Pat Nourse and his wife, Lucille Thompson Nourse, can each separately boast of being born locally and being part of a family whose members have called South Whidbey their home for five generations.

Tom Nourse died in 1943 and, after a time, his widow married his younger brother, Sidney, who had remained a bachelor until then. In 1926 Sidney took over the ownership of the Clinton Union Store which he moved up the hill from Brighton Beach to a new building. He also built the Midvale store, was a notary public, and a justice of the peace. After his brother, Tom’s death, he continued the “Whidbey Nuts” column for the Whidbey Record. Sidney was the pianist for the Woodland orchestra and the Woodland Sunday School. Mae died March 2, 1968 and Sidney died September 2, 1973.
Harry, the second son in the Nourse family corporation, joined the Canadian army and was killed in action in France in 1918 during the First World War. His widow, Lil, remained at the family ranch until her death in 1951.

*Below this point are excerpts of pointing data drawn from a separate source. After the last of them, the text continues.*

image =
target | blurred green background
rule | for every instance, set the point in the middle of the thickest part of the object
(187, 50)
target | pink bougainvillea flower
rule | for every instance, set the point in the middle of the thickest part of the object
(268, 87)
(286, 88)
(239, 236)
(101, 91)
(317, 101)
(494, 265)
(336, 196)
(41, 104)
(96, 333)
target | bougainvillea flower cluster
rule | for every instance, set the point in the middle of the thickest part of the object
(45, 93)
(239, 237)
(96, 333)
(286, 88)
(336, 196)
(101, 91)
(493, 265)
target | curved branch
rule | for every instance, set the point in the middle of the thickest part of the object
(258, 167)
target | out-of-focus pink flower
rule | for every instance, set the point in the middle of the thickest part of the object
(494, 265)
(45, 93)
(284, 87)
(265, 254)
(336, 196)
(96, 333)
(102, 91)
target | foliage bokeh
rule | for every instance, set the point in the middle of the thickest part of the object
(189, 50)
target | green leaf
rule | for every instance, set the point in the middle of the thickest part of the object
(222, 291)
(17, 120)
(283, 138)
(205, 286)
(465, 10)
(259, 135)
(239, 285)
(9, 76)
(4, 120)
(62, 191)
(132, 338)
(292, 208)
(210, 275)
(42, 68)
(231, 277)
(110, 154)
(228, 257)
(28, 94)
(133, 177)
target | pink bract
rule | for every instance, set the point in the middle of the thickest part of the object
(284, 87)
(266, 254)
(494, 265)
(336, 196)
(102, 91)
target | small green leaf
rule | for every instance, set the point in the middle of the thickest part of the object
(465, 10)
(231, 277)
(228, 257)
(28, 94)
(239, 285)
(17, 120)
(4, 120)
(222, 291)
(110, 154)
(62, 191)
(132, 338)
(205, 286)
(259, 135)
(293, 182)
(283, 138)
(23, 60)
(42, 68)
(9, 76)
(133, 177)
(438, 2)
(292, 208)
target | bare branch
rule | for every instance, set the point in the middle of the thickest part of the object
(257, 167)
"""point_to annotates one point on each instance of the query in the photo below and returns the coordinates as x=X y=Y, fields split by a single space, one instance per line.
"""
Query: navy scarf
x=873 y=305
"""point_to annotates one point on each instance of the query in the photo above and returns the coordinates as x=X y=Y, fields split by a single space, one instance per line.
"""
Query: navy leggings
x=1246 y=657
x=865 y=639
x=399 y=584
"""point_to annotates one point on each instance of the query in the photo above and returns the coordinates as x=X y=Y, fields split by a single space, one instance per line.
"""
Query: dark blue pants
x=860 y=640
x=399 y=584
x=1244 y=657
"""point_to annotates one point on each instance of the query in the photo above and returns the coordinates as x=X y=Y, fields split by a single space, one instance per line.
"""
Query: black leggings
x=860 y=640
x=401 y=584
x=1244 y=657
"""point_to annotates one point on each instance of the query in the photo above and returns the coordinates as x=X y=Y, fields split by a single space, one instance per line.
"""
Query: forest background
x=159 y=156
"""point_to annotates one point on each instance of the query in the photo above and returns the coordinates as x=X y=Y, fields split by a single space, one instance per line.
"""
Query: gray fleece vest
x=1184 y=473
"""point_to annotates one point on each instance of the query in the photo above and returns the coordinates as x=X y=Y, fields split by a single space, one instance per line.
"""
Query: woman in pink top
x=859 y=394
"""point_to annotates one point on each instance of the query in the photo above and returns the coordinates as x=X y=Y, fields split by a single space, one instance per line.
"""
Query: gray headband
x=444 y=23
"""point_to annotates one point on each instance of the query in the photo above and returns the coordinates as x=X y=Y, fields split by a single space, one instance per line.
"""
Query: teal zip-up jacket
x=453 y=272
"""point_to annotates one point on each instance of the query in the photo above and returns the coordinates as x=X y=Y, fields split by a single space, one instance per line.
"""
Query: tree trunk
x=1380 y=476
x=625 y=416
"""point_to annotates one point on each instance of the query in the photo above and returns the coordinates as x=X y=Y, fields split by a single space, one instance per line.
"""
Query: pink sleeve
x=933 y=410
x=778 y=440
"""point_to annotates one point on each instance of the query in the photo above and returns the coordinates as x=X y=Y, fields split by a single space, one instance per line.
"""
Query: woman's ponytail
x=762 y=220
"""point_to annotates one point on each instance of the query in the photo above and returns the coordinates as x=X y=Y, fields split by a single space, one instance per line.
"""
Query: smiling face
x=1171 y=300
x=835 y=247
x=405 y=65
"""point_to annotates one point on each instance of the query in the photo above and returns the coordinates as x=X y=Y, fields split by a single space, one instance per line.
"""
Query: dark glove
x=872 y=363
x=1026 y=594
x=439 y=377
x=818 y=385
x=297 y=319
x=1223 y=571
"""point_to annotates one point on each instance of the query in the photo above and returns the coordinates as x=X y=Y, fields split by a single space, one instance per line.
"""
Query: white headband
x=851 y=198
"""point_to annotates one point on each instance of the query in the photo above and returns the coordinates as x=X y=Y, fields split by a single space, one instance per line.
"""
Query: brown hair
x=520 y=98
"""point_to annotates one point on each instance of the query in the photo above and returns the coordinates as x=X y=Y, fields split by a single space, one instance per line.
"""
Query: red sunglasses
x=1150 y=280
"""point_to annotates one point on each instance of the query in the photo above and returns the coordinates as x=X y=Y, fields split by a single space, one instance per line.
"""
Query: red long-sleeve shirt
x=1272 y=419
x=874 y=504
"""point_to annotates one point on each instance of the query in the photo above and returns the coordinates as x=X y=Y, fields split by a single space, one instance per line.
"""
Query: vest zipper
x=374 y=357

Alfred Nourse, the third son of the family corporation, and his wife, Violet, lived in Seattle where he worked as a heavy equipment operator. He also was an accomplished artist. He and his wife were the parents of five children, Philip, Stanley, Audrey, Ardelle, and Anita. Ardelle married Conrad Orr, son of one of Clinton’s earliest residents, and they owned the Clinton Shell Oil service and other businesses in Clinton until their retirement. In 1985 they were living in their long-time home on Brighton Beach in Old Clinton near the original Orr dock.

Jack Nourse, the youngest brother in the family corporation, married Ida Arnold of Indiana and they were in the real estate business on Bainbridge Island for many years. Jack died in 1981.

Eventually the ranch was sold to Mr. and Mrs. Ed Evans and the house is still a land-mark in the area.